Few of the AI hardware startups that have made it through the first round of reality (roughly 2016 until the present) have managed to navigate the choppy waters without shifting course, sometimes wildly.
Nearly all have a story that begins with training, which washed into a rabid focus on inference (with some brave companies touting equal excellence in both, which makes for a convoluted architectural tradeoff story), and now, as the race begins in earnest with real silicon delivered and at stake, the winds have blown another direction. And it’s one that none of those chip startup survivors truly architected for in those early days of design when the specialized co-processor was the name of the game. We now have a shift toward valuing much broader general-purpose workloads, namely a broad class of linear algebra-driven applications.
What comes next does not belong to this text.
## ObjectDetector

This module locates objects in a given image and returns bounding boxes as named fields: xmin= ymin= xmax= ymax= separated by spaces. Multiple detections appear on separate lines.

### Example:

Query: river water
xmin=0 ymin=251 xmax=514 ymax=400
Every one of the startups will tell you that they were always architecting with linear algebra and HPC offload in mind all along as something of a secondary consideration. That is questionable. Because another unexpected thing happened during that 2016-present shift for datacenter-focused AI chip startups. They all thought they were fighting for the unseen swarms of enterprises eager to implement large-scale AI. What they found was that those shops might have been willing to test and explore. The ones who were most likely to place a testbed order were the national labs. And those labs could actually turn out to be real customers with high-value workloads who could consider a shift away from expensive, power-hungry GPUs for something that can handle fast-flowing research data much more efficiently, crunch it like a supercomputer, train on it like an A100, and inference like nobody’s business.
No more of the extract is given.